The smallest blood vessels consist only of this so-called endothelial layer and can therefore burst due to the increased pressure. The only way to prevent this is to treat high blood pressure permanently by changing your lifestyle and taking pressure-reducing medication. A treatment of the eye is not necessary.

Burst veins can also serve as a warning signal for high blood pressure. Stress does not only mean psychological strain for the person affected, but always also strain for the body. Constant stress causes blood pressure to rise, which can lead to ruptured veins both acutely and over a longer period of time.

The immune system and other systems are also thrown out of balance. Due to different control circuits in the body, damage to the vascular wall can subsequently occur and therefore small vessels can also rupture. The ruptured vessel in the eye is not a major problem, but stress also has an effect on other diseases and should be prevented or reduced if possible.

If you exert a lot of effort, especially if there is an increase in pressure in the abdomen, small vessels in the eye can also burst. These include vomiting, bowel movements, heavy coughing or giving birth. The physical exertion and the contraction of the muscles lead to a sudden rise in blood pressure and a cramped facial musculature, which affects the eye from the outside.
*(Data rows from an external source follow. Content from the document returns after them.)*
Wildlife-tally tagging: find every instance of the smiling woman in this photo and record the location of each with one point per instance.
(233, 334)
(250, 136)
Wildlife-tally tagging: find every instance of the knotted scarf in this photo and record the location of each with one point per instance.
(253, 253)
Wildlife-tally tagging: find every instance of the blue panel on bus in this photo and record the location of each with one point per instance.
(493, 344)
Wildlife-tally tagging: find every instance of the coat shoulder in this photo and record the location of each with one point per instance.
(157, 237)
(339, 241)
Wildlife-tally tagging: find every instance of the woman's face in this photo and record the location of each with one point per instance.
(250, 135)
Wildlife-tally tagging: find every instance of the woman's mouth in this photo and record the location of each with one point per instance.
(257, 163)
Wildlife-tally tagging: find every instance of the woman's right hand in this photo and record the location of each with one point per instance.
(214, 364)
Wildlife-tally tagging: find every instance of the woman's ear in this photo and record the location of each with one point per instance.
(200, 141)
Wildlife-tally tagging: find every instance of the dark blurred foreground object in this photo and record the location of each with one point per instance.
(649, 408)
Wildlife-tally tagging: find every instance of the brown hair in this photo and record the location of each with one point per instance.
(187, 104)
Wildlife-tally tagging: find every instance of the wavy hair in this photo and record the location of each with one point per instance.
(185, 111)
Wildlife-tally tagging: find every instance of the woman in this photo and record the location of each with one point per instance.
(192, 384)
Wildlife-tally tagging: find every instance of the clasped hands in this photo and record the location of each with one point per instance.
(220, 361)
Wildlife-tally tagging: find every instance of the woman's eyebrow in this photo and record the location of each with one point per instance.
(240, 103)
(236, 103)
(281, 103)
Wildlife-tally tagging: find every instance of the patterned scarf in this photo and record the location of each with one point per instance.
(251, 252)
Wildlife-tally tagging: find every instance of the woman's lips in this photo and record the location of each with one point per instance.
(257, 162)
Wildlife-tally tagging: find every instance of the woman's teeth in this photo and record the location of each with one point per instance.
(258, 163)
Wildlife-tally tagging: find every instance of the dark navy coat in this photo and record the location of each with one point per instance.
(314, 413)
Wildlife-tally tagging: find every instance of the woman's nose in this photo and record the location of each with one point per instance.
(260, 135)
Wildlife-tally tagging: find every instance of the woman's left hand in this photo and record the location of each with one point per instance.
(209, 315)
As a direct connection is also recognisable here, the eye does not require treatment. Alcohol is one of the most frequently intentionally consumed poisons. If alcohol is consumed frequently, this poison damages the liver and also the blood vessels. Damaged or irritated blood vessels can tend to tear and this is particularly noticeable in the eyes. This does not mean, however, that an alcoholic always has red eyes, nor that red eyes indicate an alcohol problem.